Dove

Mario Barbaglia
Marco Colombo
1984

produced by

PAF Studio
PAF
Italiana Luce
Nemo gruppo Cassina
Nemo

Halogen, low-voltage table lamp with movable arm, rotating base and two levels of light intensity.

Arm supports in metal, arm and base in technopolimeris.

The DOVE was made in various colors, in the floor version and in the version with no touch dimmer (DOVE Reverb).

Acknowledgments and awards

As as an academic publication recalls – Fryer, William T. III (1989) “A Case History of Industrial Design Success: The Dove Lamp,” University of Baltimore Law Review: Vol. 19: Iss. 1, Article 6. Available at:  http://scholarworks.law.ubalt.edu/ublr/vol19/iss1/6 –  the DOVE lamp was presented in Milan in September 1985 (Euroluce International Lighting Exhibition)  and ” won considerable acclaim there from designers, architects, museums and journalists”. 

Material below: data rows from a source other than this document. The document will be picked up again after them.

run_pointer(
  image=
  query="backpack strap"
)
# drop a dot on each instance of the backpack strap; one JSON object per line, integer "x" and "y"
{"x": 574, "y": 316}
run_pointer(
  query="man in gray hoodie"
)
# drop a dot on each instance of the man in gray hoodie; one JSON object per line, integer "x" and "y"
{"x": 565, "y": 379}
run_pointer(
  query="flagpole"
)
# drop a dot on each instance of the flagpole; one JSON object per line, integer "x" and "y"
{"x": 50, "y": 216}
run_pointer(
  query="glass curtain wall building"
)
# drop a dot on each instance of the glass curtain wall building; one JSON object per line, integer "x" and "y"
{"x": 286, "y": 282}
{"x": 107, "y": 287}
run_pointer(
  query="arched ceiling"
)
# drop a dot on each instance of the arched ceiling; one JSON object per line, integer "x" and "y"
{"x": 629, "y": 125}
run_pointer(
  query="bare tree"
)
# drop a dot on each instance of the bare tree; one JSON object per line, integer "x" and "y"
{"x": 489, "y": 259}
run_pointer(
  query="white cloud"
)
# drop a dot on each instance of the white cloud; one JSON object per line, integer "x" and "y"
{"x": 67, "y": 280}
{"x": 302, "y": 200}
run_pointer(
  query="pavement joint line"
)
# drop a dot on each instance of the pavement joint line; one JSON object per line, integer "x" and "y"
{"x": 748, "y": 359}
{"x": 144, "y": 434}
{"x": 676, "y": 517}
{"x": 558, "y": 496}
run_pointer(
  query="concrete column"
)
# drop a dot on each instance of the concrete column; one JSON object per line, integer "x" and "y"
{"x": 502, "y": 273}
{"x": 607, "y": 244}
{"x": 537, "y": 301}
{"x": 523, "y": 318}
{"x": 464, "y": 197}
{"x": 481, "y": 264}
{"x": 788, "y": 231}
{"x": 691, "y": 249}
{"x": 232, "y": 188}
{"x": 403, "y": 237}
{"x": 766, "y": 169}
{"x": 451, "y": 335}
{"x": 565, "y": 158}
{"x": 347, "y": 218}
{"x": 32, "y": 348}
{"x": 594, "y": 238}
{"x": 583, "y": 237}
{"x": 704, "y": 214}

On the New York Times appeared an article by Suzanne Siesin, entitled “The Slender Minimalist Look Stars at the Milan Fair”, describing the Dove as having an “attenuated birdlike shape”.

Further, the lamp appeared on the cover of the InternationaL Design Yearbook for 1985-1986, edited by Philippe Starck.

 “In the United States, the editors of Modern StyLe chose to include the Dove as part of an eclectic catalog, a source book of interior design dating from the 1930’s to contemporary post-modern designs”.

In 1989 DOVE has become the second best selling desk lamp in the world.

The DOVE was the symbolic object of the PAF company and then of the Italiana Luce that inserted the silhouette of the DOVE diffuser in its company logo.

Awards:

Oscar des Architectes d’Intérieur in Paris (Salon International du Luminaire) for the year 1987

Special recognition in the sixth exhibition of Arango Design foundation (Miami, Florida), on the recommendation of Achille Castiglioni.

Museums:

New York: The Cooper-Hewitt Museum (The Smithsonian Institution’s National Museum of Design).